Moreover, during the process of this study, a team of dentist provided dental treatments for the displaced population sample, most of the treatments were provided in the initiative were restorative treatments and extractions, the number of restorative treatments reached (59) treatments, followed by extractions (54) treatments, as an attempt was made to preserve the teeth by restoring them, while the teeth that needed extraction it was due to the long period of poor oral hygiene that the patients suffered of, and this indicates the depth of suffering experienced by individuals and the resulting oral health neglecting.

Finally, the study focused on evaluating the oral health status among internal displaced population inside Syria, as no previous study focused on this group, the results of this study can be used for documentation of the effect of the current crisis of oral health, and to compare the current results with future research on oral health.

Conclusion

Within the limits of this study we can conclude that the oral health status of the internally displaced sample is poor, however, when compared with a control group of non-displaced sample, similar results were found regarding oral health, which indicate that the main reason of bad oral health is the low socioeconomic status, and the displacement can rapidly change the socioeconomic status of the population, therefore, more attention and dental care should be provided to the displaced population inside Syria.

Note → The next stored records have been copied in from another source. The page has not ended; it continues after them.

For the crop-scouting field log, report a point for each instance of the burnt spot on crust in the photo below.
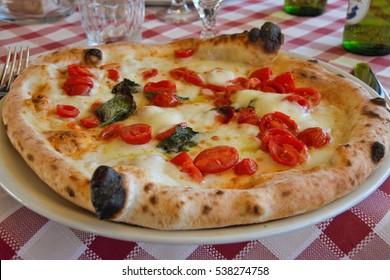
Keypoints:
(153, 199)
(107, 192)
(30, 157)
(370, 113)
(70, 191)
(93, 56)
(270, 34)
(206, 209)
(254, 209)
(377, 151)
(378, 101)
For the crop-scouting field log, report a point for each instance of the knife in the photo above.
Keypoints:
(363, 72)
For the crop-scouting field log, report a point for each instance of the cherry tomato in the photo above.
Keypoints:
(263, 74)
(271, 133)
(77, 85)
(314, 137)
(75, 70)
(165, 99)
(310, 94)
(184, 53)
(300, 100)
(113, 75)
(184, 161)
(111, 131)
(217, 159)
(90, 122)
(277, 120)
(248, 115)
(161, 86)
(150, 73)
(169, 131)
(246, 167)
(136, 134)
(193, 78)
(287, 150)
(67, 111)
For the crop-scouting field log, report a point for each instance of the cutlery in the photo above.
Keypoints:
(12, 68)
(363, 72)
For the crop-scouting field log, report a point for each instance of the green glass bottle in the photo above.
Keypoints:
(367, 28)
(305, 7)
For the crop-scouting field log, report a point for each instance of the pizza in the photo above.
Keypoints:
(195, 133)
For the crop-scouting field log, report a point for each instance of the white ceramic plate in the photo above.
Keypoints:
(22, 183)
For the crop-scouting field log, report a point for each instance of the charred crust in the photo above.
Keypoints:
(153, 199)
(107, 192)
(378, 101)
(370, 113)
(270, 34)
(206, 209)
(377, 151)
(70, 191)
(30, 157)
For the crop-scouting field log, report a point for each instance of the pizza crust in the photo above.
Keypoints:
(139, 201)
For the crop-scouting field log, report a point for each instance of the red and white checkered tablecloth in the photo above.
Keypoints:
(361, 232)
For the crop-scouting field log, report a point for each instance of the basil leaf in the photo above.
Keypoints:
(116, 109)
(179, 141)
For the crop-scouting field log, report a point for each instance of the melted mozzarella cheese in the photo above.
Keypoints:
(219, 76)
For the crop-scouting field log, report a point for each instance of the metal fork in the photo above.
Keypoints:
(14, 64)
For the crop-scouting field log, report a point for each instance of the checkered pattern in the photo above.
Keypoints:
(362, 232)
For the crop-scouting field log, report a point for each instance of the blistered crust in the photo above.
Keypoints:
(143, 202)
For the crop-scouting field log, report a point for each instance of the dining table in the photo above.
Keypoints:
(36, 225)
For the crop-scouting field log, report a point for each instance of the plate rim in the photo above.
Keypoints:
(88, 222)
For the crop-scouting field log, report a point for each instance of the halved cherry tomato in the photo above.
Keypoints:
(113, 75)
(67, 111)
(77, 85)
(217, 159)
(184, 53)
(263, 74)
(161, 86)
(248, 115)
(300, 100)
(193, 78)
(90, 122)
(150, 73)
(271, 133)
(314, 137)
(245, 167)
(310, 94)
(136, 134)
(287, 150)
(184, 161)
(165, 99)
(75, 70)
(111, 131)
(278, 120)
(169, 131)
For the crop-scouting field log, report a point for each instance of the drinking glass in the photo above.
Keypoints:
(208, 10)
(178, 12)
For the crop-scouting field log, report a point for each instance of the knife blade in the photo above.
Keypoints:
(363, 72)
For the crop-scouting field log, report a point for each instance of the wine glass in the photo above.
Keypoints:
(178, 12)
(208, 10)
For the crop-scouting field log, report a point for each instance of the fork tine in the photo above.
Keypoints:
(12, 69)
(5, 69)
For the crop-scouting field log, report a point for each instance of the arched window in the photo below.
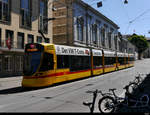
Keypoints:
(80, 25)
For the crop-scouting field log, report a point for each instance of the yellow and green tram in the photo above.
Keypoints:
(46, 64)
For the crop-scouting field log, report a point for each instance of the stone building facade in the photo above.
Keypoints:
(20, 22)
(78, 24)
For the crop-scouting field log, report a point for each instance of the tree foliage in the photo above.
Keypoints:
(139, 41)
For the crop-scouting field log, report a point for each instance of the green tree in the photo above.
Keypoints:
(140, 42)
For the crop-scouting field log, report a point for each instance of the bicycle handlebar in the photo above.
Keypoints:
(95, 91)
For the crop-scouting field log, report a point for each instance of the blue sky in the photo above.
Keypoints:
(133, 17)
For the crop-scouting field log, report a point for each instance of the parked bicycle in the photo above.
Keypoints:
(135, 84)
(91, 104)
(109, 103)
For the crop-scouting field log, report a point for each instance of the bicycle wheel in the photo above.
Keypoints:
(106, 104)
(144, 100)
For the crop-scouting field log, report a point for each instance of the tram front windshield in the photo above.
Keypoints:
(31, 62)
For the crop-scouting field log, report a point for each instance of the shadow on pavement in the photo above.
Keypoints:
(14, 90)
(143, 88)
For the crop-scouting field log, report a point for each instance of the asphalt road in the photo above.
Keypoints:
(66, 97)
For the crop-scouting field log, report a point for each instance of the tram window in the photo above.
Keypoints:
(62, 61)
(110, 60)
(79, 63)
(97, 61)
(121, 60)
(131, 59)
(47, 62)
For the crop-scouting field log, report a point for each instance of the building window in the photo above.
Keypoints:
(25, 13)
(20, 41)
(80, 25)
(109, 39)
(103, 36)
(8, 62)
(94, 33)
(19, 63)
(4, 10)
(30, 39)
(47, 40)
(0, 38)
(43, 25)
(39, 39)
(115, 39)
(9, 39)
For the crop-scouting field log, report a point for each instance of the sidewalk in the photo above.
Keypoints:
(146, 90)
(10, 82)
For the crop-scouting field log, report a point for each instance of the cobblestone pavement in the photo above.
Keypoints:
(145, 89)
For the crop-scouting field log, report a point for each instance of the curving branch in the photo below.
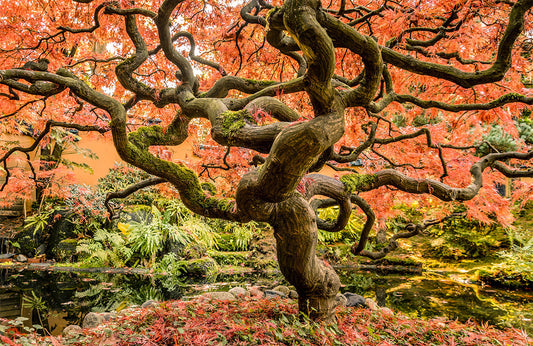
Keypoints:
(411, 231)
(469, 79)
(320, 185)
(162, 21)
(114, 212)
(49, 125)
(389, 177)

Recommendations and suggestions

The results of this study addressed the importance of oral health especially among people who had rapid change in their socioeconomic status, therefore, the following recommendations are important to improve the oral health:

  1. 1.

    Regular oral examination and emergency dental treatments for the displaced population.

  2. 2.

    cooperate with schools and institutions that deal with children to provide the best oral and dental health awareness services

  3. 3.

    provide preventive treatments and applying fluorinated materials to prevent decay among children of displaced sample.